As currently conceived, however, DFIs such as IFC and OPIC find it difficult to go “down-market” to provide support for smaller sized deals or those that promise a smaller return on investment. Those working in the impact investing space have shown that there is demand here, and the IDFC should support these activities. Importantly, the administration’s DFI proposal and the legislation offer resources that can support impact investors and help close the financing gap. This will not be the IDFC’s sole focus, but it is an important signal that the authors of the legislation take seriously the need for ensuring development impact.
Through the IDFC, the United States should rely on the strength of this country’s free enterprise approach, support for innovation, and a vibrant business sector to mobilize private capital for development.
While developing countries need large amounts of financing for infrastructure, entrepreneurs and innovators also need access to capital. This is America’s comparative advantage and it is one that the IDFC should support; the ideas and innovators exist, marrying them with capital remains the challenge.
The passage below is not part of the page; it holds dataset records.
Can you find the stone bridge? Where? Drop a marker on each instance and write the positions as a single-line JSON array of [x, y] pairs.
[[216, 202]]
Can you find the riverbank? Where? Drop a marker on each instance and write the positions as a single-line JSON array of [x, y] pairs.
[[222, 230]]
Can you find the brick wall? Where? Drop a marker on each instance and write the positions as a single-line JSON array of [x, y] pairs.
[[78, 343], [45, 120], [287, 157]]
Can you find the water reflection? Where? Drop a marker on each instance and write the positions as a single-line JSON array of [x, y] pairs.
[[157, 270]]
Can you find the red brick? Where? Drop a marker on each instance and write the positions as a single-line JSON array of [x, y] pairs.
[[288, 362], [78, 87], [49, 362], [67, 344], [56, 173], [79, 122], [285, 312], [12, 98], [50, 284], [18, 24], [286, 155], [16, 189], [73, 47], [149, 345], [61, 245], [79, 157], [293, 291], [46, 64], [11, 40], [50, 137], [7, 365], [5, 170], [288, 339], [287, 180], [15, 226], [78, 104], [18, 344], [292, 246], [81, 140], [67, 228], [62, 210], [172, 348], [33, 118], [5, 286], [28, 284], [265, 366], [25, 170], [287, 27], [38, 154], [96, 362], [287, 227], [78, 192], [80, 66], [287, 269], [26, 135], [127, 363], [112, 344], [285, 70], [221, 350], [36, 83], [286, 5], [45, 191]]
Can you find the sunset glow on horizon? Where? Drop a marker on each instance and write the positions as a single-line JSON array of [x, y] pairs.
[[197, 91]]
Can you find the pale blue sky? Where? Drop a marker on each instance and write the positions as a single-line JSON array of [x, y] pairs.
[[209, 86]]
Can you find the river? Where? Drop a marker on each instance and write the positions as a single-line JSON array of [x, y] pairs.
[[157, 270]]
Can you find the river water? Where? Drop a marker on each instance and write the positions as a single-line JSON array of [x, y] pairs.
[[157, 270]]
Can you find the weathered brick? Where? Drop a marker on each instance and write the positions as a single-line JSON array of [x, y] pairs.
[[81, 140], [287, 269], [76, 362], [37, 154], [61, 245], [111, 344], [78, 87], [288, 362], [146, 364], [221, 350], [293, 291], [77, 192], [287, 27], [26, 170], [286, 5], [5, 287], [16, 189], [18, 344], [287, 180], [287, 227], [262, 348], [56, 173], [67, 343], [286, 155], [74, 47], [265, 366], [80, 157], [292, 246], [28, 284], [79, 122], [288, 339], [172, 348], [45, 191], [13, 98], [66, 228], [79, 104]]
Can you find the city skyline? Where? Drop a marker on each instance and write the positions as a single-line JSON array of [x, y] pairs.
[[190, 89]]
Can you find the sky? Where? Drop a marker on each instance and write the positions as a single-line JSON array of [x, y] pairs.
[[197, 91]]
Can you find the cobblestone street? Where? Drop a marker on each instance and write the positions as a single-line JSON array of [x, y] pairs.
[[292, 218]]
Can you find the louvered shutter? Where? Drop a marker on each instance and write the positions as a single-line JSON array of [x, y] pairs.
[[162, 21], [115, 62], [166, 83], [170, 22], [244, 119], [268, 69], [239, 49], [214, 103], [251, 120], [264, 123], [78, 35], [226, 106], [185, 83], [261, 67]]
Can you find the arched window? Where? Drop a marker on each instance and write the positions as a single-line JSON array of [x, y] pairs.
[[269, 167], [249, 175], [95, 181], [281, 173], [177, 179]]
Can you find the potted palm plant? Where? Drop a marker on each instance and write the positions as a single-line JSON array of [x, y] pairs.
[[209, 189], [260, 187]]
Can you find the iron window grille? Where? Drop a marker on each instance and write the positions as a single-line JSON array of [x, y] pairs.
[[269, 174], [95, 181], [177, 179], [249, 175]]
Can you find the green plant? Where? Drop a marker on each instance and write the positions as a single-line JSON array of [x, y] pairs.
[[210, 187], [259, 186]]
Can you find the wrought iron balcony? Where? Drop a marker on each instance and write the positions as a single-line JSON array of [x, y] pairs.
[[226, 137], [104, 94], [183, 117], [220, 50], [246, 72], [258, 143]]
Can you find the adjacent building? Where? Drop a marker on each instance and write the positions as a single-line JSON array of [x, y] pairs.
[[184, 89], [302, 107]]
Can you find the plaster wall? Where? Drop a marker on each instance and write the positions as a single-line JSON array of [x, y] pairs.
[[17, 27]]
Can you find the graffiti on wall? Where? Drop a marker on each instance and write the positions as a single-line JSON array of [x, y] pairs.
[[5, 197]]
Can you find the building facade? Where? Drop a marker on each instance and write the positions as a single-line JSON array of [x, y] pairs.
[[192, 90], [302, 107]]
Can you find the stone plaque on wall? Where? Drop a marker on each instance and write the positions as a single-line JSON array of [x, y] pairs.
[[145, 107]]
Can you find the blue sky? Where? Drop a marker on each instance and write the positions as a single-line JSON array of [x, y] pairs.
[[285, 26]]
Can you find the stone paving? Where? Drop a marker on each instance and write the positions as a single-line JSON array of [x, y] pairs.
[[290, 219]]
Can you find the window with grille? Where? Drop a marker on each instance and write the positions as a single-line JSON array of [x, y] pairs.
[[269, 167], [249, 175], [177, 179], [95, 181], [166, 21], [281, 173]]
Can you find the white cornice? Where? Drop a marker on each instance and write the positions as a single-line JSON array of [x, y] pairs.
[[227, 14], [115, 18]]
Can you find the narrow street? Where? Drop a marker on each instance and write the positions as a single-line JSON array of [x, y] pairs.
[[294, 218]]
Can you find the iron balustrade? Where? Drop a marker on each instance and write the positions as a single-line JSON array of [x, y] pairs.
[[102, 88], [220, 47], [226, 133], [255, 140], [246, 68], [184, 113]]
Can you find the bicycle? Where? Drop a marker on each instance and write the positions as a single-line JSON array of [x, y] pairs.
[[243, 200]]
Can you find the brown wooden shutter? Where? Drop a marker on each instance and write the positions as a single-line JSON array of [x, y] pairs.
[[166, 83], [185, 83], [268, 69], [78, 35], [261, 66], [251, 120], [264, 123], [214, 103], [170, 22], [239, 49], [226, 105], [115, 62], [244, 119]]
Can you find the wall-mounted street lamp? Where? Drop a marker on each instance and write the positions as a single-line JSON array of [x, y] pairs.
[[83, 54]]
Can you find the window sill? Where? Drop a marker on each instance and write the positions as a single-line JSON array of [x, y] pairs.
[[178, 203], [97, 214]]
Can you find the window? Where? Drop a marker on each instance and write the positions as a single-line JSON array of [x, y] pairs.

Eighteen months ago, it seemed impossible to imagine that the House and Senate would introduce legislation to create a consolidated, enhanced U.S. international development finance corporation. At a time of uncertainty about the United States’ role as an international development leader, the IDFC is a glimmer of hope that deserves the international development community’s support.
Regardless of the administration, this proposed legislation will help the United States achieve worthy development goals. A new U.S. development finance corporation working with impact investors and others will fully support innovators, entrepreneurs, and communities in developing countries.